Once the distance matrix is obtained, identifying the $k$ nearest neighbors of a given point can be done in $\mathcal{O}(k \times n)$. Therefore computing the $k$-nearest neighbors of all points can be done in $\mathcal{O}(k\times n^2)$.

Symmetrizing the notion of neighbors involves checking, for each point $x$, if it belongs to its $k$ neighbors’ neighborhood, each one composed of $k$ points. Checking if an element belongs to an array of size $k$ has a time complexity of $\mathcal{O}(k)$. For a given point $x$ with $k$ neighbors, the symmetrization step has a time complexity of $\mathcal{O}(k^2)$. For the whole dataset, the symmetrization step therefore has a complexity of $\mathcal{O}(n \times k^2)$.

After obtaining the graph, identifying connected components can be done in $\mathcal{O}(n^2)$, for example with a depth-first search algorithm, resulting in at worst $n$ components.

Assuming there are $c$ components, (with $c \geq 2$), with roughly $\frac{n}{c}$ points each (worst case scenario), we need to compute the minimal distances between each pair of components. If we have access to the pairwise distance matrix computed at the first step of the algorithm, which has a space complexity of $\mathcal{O}(n^2)$, the time complexity to retrieve all the distances between two components is $\mathcal{O}((\frac{n}{c})^2 \times t_{access})$ with $t_{access}$ the time needed to access a specific cell in the pairwise distance matrix. If the pairwise distance matrix is not stored, the time complexity becomes $\mathcal{O}((\frac{n}{c})^2 \times t_{distance})$ with $t_{distance}$ the time needed to compute the distance between two points given the ambient metric chosen. Now that we have the pairwise distance of all points between the two components, we keep only the pair of points with minimum distance. Finding this pair of points has a complexity of $\mathcal{O}((\frac{n}{c})^2$. We repeat the previous tasks for the $\mathcal{O}(c^2)$ pair of components, which takes $\mathcal{O}(c^2 \times ((\frac{n}{c})^2 + (\frac{n}{c})^2 \times t_{distance})$ which writes $\mathcal{O}(n^2 * (1+t))$ with $t \in \{t_{access},t_{distance}\}$. In our naive implementation, we connect the $c$ component by picking the $c-1$ pair of points in a specific manner and by adding an associated connecting edge in the graph.

We start by connecting the two components with minimum pairwise distance which has a time complexity of $\mathcal{O}(c^2)$. Then, we update the records of component pairwise distances so that the two components that have just been connected have the same id. We need to traverse the array of pairwise distances and replace the id of one of the 2 components with the id of the other. This step has a time complexity of $\mathcal{O}(c^2)$. Then, we reiterate these two steps until all the components have the same id. A total of $c-1$ iteration is necessary to obtain a single remaining connected component. The overall complexity of this loop is thus in $\mathcal{O}(c^3)$. The total time complexity to connect $c$ components is therefore $\mathcal{O}(n^2 * (1+t) + c^3)$ with $t \in \{t_{access},t_{distance}\}$.

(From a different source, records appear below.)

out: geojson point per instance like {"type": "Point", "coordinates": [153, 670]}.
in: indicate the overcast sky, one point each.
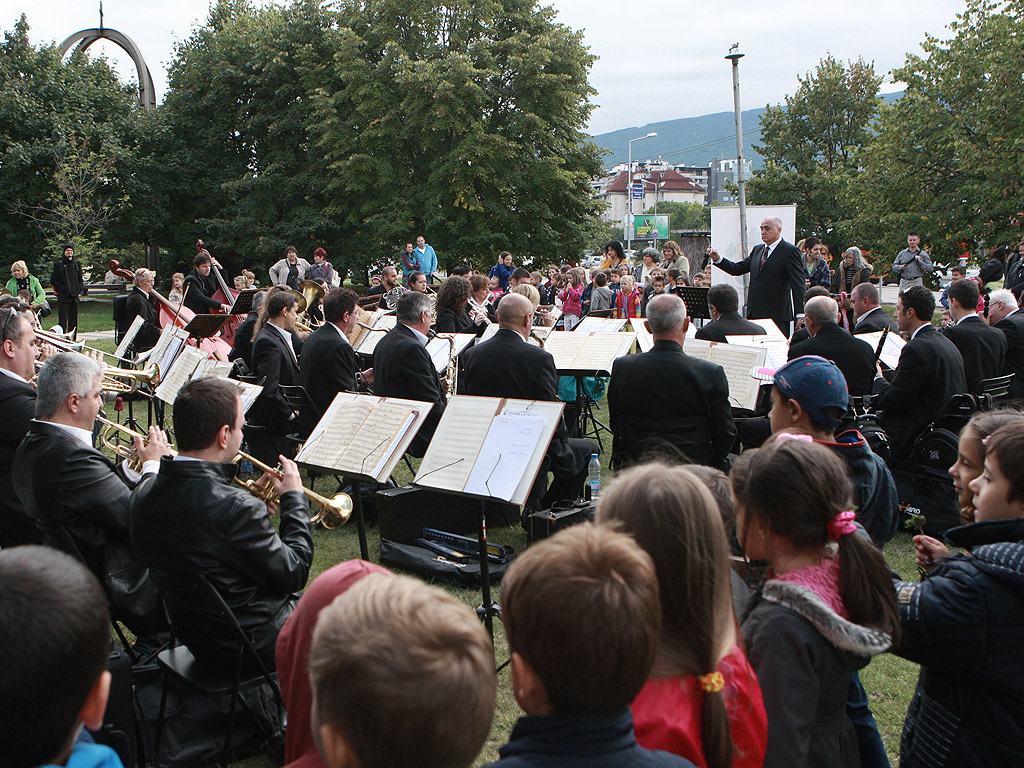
{"type": "Point", "coordinates": [658, 59]}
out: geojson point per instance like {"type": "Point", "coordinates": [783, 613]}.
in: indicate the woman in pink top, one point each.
{"type": "Point", "coordinates": [701, 700]}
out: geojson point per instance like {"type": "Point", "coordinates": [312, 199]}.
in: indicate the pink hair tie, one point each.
{"type": "Point", "coordinates": [842, 524]}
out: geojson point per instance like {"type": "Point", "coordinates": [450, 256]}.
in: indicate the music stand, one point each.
{"type": "Point", "coordinates": [695, 300]}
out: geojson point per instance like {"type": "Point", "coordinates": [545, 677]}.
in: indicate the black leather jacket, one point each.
{"type": "Point", "coordinates": [189, 518]}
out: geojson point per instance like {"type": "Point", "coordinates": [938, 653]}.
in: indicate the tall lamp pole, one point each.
{"type": "Point", "coordinates": [734, 55]}
{"type": "Point", "coordinates": [629, 192]}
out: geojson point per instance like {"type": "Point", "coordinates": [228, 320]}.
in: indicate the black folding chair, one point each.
{"type": "Point", "coordinates": [215, 679]}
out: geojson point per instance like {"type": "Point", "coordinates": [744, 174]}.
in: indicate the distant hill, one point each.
{"type": "Point", "coordinates": [690, 140]}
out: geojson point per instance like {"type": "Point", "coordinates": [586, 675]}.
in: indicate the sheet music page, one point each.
{"type": "Point", "coordinates": [182, 368]}
{"type": "Point", "coordinates": [601, 350]}
{"type": "Point", "coordinates": [129, 337]}
{"type": "Point", "coordinates": [564, 346]}
{"type": "Point", "coordinates": [453, 451]}
{"type": "Point", "coordinates": [505, 454]}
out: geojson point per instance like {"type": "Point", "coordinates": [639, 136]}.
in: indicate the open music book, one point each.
{"type": "Point", "coordinates": [587, 352]}
{"type": "Point", "coordinates": [489, 446]}
{"type": "Point", "coordinates": [364, 435]}
{"type": "Point", "coordinates": [737, 361]}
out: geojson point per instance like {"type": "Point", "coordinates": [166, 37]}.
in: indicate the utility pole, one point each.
{"type": "Point", "coordinates": [734, 55]}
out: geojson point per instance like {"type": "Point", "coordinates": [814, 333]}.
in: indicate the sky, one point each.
{"type": "Point", "coordinates": [658, 59]}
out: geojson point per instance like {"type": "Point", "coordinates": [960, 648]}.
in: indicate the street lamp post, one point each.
{"type": "Point", "coordinates": [629, 192]}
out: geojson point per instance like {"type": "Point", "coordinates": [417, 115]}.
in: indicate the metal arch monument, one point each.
{"type": "Point", "coordinates": [85, 38]}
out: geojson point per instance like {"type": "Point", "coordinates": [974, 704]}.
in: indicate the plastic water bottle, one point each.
{"type": "Point", "coordinates": [594, 477]}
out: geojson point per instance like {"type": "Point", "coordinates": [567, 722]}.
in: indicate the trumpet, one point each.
{"type": "Point", "coordinates": [333, 511]}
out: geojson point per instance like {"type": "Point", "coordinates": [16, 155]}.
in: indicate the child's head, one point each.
{"type": "Point", "coordinates": [971, 451]}
{"type": "Point", "coordinates": [794, 498]}
{"type": "Point", "coordinates": [670, 512]}
{"type": "Point", "coordinates": [402, 674]}
{"type": "Point", "coordinates": [998, 492]}
{"type": "Point", "coordinates": [54, 643]}
{"type": "Point", "coordinates": [595, 591]}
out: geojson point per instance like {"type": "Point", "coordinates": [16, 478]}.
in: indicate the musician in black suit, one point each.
{"type": "Point", "coordinates": [723, 303]}
{"type": "Point", "coordinates": [637, 392]}
{"type": "Point", "coordinates": [1005, 315]}
{"type": "Point", "coordinates": [201, 286]}
{"type": "Point", "coordinates": [329, 363]}
{"type": "Point", "coordinates": [870, 316]}
{"type": "Point", "coordinates": [930, 372]}
{"type": "Point", "coordinates": [275, 361]}
{"type": "Point", "coordinates": [139, 304]}
{"type": "Point", "coordinates": [853, 357]}
{"type": "Point", "coordinates": [507, 366]}
{"type": "Point", "coordinates": [983, 348]}
{"type": "Point", "coordinates": [403, 369]}
{"type": "Point", "coordinates": [74, 493]}
{"type": "Point", "coordinates": [777, 276]}
{"type": "Point", "coordinates": [17, 404]}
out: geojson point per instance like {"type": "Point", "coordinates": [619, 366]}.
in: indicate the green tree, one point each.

Regarding the quickhull algorithm, its expected time complexity for $k$ neighbors of a point $x$ is $\mathcal{O}(k \times \log(k))$ for $d \le 3$ and $\mathcal{O}(k^{d/2} / [d/2] !)$ otherwise⁶⁰. For $n$ points in a dimension of at least 4, the complexity is $\mathcal{O}(n \times k^{d/2} / [d/2] !)$.

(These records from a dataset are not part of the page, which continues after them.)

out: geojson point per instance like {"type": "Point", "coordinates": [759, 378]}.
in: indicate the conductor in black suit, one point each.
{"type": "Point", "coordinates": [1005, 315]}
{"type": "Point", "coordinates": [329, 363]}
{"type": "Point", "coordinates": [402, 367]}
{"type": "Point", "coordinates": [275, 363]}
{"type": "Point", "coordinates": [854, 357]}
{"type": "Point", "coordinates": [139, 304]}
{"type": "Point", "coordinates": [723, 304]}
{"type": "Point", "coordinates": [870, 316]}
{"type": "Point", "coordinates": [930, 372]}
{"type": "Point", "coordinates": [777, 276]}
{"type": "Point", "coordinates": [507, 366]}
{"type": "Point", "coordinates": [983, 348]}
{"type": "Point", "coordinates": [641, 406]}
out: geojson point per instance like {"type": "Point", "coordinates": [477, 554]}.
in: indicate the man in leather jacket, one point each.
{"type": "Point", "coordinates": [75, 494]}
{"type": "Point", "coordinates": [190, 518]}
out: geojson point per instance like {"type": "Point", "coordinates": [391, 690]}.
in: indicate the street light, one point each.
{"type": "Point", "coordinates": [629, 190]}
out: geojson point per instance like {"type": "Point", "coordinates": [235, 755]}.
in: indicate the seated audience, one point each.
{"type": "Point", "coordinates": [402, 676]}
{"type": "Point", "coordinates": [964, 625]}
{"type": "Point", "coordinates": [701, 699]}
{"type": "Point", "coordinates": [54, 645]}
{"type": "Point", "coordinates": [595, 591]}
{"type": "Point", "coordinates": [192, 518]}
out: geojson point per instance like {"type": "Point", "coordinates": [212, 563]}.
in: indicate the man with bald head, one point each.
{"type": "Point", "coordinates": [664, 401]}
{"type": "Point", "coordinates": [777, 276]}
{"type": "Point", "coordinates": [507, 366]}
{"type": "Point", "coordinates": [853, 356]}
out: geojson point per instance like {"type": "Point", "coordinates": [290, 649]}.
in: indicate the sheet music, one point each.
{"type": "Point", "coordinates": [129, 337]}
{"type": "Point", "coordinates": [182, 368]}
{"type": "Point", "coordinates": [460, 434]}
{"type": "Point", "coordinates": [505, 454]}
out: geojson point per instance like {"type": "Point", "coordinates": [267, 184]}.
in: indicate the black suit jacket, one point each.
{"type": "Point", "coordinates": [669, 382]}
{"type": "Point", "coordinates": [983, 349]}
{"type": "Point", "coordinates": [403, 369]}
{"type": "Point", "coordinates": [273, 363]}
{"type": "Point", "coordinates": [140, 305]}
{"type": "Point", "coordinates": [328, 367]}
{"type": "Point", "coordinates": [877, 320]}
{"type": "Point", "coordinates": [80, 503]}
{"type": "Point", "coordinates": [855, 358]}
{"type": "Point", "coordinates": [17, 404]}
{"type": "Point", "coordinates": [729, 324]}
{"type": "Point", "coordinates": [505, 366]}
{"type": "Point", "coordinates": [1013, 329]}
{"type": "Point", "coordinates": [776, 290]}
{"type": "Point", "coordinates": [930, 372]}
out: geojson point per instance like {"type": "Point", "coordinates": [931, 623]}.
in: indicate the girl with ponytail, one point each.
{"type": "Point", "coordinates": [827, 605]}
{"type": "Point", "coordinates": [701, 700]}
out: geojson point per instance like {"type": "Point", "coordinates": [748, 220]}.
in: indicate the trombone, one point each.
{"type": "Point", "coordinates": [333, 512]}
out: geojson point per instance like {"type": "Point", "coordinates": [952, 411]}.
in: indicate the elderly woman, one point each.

Finally, to assess if a point is inside or outside the datascape, we have to check if it belongs to any local convex hulls. In the worst case where a point is not in the datascape, we have to check the $n$ convex hulls. To check if a point is inside a convex hull, one has to check if the given point can be written as a linear combination of the $r$ vertices of the convex hull such that the coefficients are all positive and their sum equals one. To do so we solve a system of $d+1$ equations and $r$ unknown variables ($r$ being the number of extreme points in the convex hull) with a Gaussian elimination known to be of time complexity $\mathcal{O}(r^3)$. In our case, the hull is built on the $k$ nearest neighbors and the $e$ enforced neighbors of a given point, the complexity of checking if a point is inside a local convex hull is thus at most $\mathcal{O}((k+e)^3)$ but probably less because not all the $k+e$ points are extreme points of the hull. $k$ is constant but $e$ depends on the considered hull. Roughly approximating the worst case, we know that $k + e < n$, and therefore that the time complexity to check whether a point is in the datascape is at worst in $\mathcal{O}(n^4)$.

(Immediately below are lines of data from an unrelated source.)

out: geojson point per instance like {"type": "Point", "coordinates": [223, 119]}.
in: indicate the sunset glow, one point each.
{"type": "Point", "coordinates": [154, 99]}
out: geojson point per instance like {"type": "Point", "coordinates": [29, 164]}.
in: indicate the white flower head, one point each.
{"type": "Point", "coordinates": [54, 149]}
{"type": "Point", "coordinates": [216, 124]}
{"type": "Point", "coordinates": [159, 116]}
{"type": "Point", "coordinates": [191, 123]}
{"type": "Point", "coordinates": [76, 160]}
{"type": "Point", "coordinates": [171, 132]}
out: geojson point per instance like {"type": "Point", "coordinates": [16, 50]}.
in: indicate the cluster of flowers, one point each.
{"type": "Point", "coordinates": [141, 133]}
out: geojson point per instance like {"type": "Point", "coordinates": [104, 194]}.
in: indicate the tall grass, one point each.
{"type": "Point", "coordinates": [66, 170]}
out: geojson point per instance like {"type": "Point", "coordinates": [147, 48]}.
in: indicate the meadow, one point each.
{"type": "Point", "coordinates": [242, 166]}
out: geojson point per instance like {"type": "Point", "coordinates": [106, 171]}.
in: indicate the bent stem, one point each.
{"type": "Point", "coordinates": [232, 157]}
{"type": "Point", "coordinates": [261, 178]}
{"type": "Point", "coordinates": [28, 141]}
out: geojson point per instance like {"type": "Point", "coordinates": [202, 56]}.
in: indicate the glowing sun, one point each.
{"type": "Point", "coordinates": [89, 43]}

To summarize, the main complexities are:

1.
compute the matrix distance: $\mathcal{O}(n^2)$
2.
find the $k$-nearest neighbors: $\mathcal{O}(k \times n^2)$
3.
connection of $c$ different components: $\mathcal{O}(n^2 \times (1+t) + c^3)$ with $t \in \{t_{access},t_{distance}\}$
4.
all local hull computations with the quickhull algorithm: $\mathcal{O}(n \times k^{d/2} / [d/2] !)$
5.
deciding if a point is inside the datascape or not: $\mathcal{O}(n^4)$

Simulated data

The sinusoïdal shape is constructed from the generation of 1000 points in 3 dimensions of the form $(x + \epsilon _x,y + \epsilon _y,z+\epsilon _z)$ such as $x \sim {\mathbb {U}}(0,2*\pi ), y = cos(x), z = cos(x - 0.5)$ with $\epsilon _x \sim {\mathbb {U}}(-1,1)$, $\epsilon _y \sim {\mathbb {U}}(-0.3,0.3)$ and $\epsilon _z \sim {\mathbb {U}}(-0.3,0.3)$.

The torus shape is constructed from the generation of 1000 points in 3 dimensions thanks to the package $\textbf{alphashape3D}$ in R.

An R Notebook is available to reproduce an example with 200 points. The number of points simulated can be changed in the notebook available in the zenodo package.

Tara Ocean contextual data set

We removed duplicate records of the dataset and focused on the following variables: temperature, nitrate and iron concentrations, oxygen, salinity, chlorophyll A, light, and Carbon flux at 150 m depth—see³³ for details and units. We processed missing data thanks to an unweighted k-nearest neighbor imputation algorithm⁶¹ with $k=1$. Data are available in the /data folder of the associated repository. The script 02_script_tarascape_data_ingestion.R reads and cleans the data for further analysis. The script 03_script_tarascape_make_all_figures.R creates the different figures of the tarascape and the computation of the geodesics.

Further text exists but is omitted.